Die Abgeschobenen seien ausschließlich jüngere Männer gewesen, die meisten von ihnen aus Bayern, sagte die Abschiebebeobachterin von Diakonie und Caritas, Melisa Ergül-Puopolo, dem Evangelischen Pressedienst (epd). Die Menschen seien ruhig und gefasst gewesen. Zwei weitere Afghanen seien aufgrund von Gerichtsbeschlüssen wieder in ihre Unterkünfte zurückgeschickt worden.
"Die Abschiebung nach Afghanistan ist aus humanitären Gesichtspunkten durch nichts zu rechtfertigen", sagte der Vorstandsvorsitzende der Diakonie Hessen, Horst Rühl. Die Bedrohung der Zivilbevölkerung in Afghanistan sei derzeit so hoch wie seit Jahren nicht mehr. Immer wieder komme es zu Menschenrechtsverletzungen auch durch regierungstreue Kräfte und zu Kriegsverbrechen.

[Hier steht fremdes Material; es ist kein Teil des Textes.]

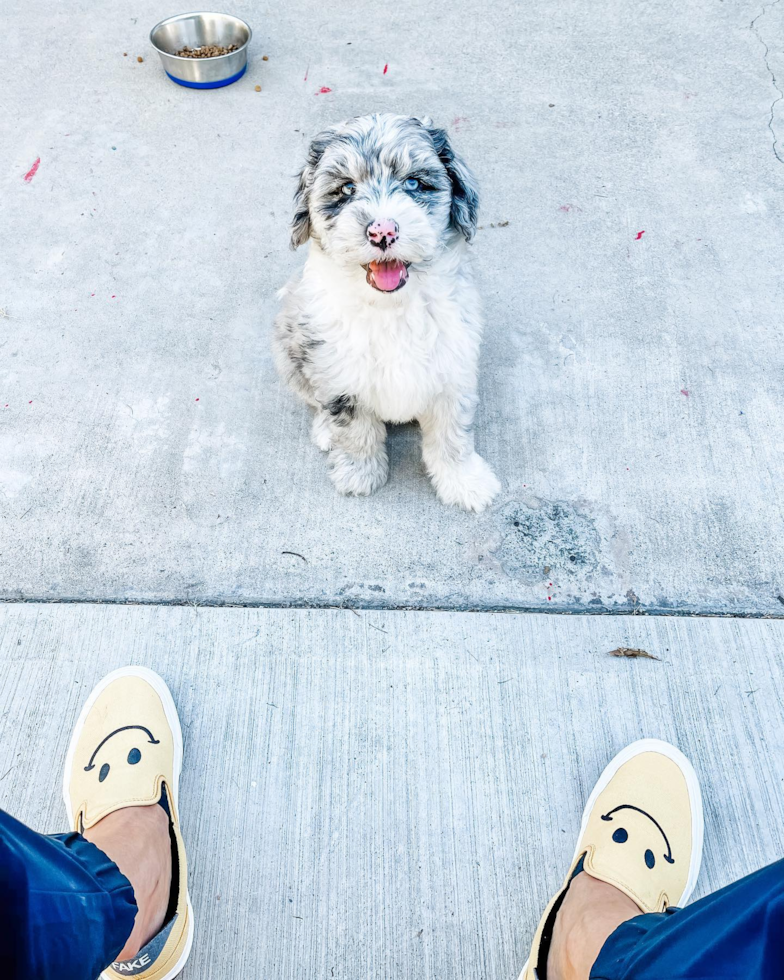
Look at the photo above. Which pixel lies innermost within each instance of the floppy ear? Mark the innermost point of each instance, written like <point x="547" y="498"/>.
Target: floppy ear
<point x="465" y="192"/>
<point x="300" y="223"/>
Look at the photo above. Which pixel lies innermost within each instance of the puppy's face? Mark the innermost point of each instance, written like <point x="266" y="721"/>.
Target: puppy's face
<point x="382" y="193"/>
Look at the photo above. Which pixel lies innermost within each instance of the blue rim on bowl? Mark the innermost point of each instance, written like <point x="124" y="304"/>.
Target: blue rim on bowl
<point x="194" y="30"/>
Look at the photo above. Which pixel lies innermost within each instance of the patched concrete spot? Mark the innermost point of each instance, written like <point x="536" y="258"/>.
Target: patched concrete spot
<point x="538" y="534"/>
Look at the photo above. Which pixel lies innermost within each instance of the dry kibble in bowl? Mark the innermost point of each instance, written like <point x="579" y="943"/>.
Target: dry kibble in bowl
<point x="206" y="51"/>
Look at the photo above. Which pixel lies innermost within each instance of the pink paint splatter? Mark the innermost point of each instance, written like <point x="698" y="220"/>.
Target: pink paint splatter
<point x="33" y="170"/>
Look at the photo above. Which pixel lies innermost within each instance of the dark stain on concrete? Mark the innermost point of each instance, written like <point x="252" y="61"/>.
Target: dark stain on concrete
<point x="538" y="533"/>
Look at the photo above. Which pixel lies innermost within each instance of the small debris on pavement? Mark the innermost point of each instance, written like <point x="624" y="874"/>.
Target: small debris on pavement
<point x="632" y="652"/>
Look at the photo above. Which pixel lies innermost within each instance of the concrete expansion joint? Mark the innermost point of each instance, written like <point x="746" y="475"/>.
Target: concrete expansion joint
<point x="780" y="96"/>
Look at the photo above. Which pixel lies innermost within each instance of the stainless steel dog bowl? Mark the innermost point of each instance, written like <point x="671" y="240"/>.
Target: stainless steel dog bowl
<point x="196" y="30"/>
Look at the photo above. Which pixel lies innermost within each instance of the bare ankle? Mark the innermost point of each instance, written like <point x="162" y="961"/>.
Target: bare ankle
<point x="591" y="911"/>
<point x="137" y="840"/>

Der Vorsitzende der Migrationskommission der Bischofskonferenz, Erzbischof Stefan Heße, und der Vorsitzende der EKD-Kammer für Migration und Integration, Präses Manfred Rekowski, erklärten, die Sicherheitslage habe sich in Afghanistan im vergangenen Jahr weiter verschlechtert, innerstaatliche bewaffnete Konflikte hätten sich zugespitzt. Dadurch sei auch die Situation in der Hauptstadt Kabul schwieriger geworden. Berichte von Hilfsorganisationen deuteten darauf hin, dass die Rückführungen "humanitär unverantwortlich seien", hieß es.
Jeden Einzelfall prüfen
Die beiden Kirchen sind nicht grundsätzlich gegen die Rückführung von Personen ohne Bleibeperspektive. Abschiebungen in lebensgefährliche Gebiete seine jedoch inakzeptabel, hieß es. "Es muss in jedem Einzelfall geprüft werden, ob Gefahren für Leib und Leben drohen und ob eine Rückkehr tatsächlich zumutbar ist", verlangten Heße und Rekowski. Rückgeführte Personen sollten weiterhin dabei unterstützt werden, für sich und ihre Familien ein menschenwürdiges Leben aufzubauen.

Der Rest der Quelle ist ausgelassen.